In alternating chapters, Osho comments on specific sutras of Buddha and responds to questions from his audience, deepening the understanding of these timeless works. "My talking on Buddha is not just a commentary: It is creating a bridge. Buddha is one of the most important masters who has ever existed on the Earth - incomparable, unique."
The setting of these talks is an open-air auditorium at the Osho International Meditation Resort in Pune, India. Osho and his audience sit surrounded by trees, and the elements of nature - the chirping of birds, wind, and the cracking bamboos as well as the distant sound of the local Pune-Mumbai morning train - are all parts of these recordings and give them a truly existential flavor.
Osho employs his penetrating insight and wonderful humor to remove the dust of many misunderstandings gathered on Buddha's teachings and again emphasizes meditation over dogma, meditation being Buddha's greatest contribution to the development of human consciousness.
"Buddha transformed the word meditation.
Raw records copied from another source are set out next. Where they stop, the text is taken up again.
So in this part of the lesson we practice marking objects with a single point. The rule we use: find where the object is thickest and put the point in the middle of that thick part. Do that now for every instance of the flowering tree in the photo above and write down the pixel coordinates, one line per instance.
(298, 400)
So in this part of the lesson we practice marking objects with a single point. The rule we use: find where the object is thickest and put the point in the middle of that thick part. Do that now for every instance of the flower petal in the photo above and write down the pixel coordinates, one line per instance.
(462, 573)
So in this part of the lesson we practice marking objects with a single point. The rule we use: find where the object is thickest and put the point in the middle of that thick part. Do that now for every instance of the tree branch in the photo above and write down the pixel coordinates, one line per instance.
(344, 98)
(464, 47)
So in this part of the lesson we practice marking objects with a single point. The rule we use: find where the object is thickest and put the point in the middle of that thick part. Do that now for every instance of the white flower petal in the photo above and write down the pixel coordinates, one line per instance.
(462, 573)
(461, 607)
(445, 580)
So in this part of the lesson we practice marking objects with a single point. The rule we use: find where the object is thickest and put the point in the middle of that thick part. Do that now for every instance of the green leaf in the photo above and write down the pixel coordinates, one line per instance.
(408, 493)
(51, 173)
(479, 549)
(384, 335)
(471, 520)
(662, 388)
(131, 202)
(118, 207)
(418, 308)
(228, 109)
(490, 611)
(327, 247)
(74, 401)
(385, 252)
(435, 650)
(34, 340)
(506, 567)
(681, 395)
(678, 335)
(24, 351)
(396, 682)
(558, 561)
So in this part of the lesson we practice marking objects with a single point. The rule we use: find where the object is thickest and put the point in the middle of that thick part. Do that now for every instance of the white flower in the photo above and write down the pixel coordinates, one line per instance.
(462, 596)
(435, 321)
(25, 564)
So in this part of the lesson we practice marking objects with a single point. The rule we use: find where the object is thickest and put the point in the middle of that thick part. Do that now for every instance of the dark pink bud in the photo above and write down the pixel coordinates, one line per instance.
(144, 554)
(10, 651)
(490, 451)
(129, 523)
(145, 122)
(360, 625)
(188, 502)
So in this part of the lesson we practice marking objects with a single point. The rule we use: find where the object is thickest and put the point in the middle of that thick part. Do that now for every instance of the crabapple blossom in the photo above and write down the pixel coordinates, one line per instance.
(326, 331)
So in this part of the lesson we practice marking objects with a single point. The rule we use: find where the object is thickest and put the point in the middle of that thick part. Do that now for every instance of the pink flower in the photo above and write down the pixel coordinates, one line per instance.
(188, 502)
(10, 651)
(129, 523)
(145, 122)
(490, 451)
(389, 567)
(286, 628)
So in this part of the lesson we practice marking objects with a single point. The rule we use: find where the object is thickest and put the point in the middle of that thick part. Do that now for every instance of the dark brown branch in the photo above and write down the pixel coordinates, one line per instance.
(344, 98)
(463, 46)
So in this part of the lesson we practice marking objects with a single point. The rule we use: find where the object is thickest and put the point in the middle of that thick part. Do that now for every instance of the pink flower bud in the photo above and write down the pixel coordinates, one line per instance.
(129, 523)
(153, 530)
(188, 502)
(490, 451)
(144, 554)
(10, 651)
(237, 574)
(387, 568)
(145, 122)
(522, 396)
Meditation had always been something of the mind, and Buddha brought a new quality, so totally new, diametrically opposite to the old meaning: He said meditation means a state of no mind. It is not concentration; it is not contemplation. It is not thinking; it is not thinking about God. It is not even prayer, because thinking is of the head, intellectual; prayer is emotional. That is another side of the head, not very far away from it - a different language used by another part of the head."
Osho Talks are "meditating talks", allowing the listener an experience of meditation. "These words of Buddha come from eternal silence. They can reach you only if you receive them in silence."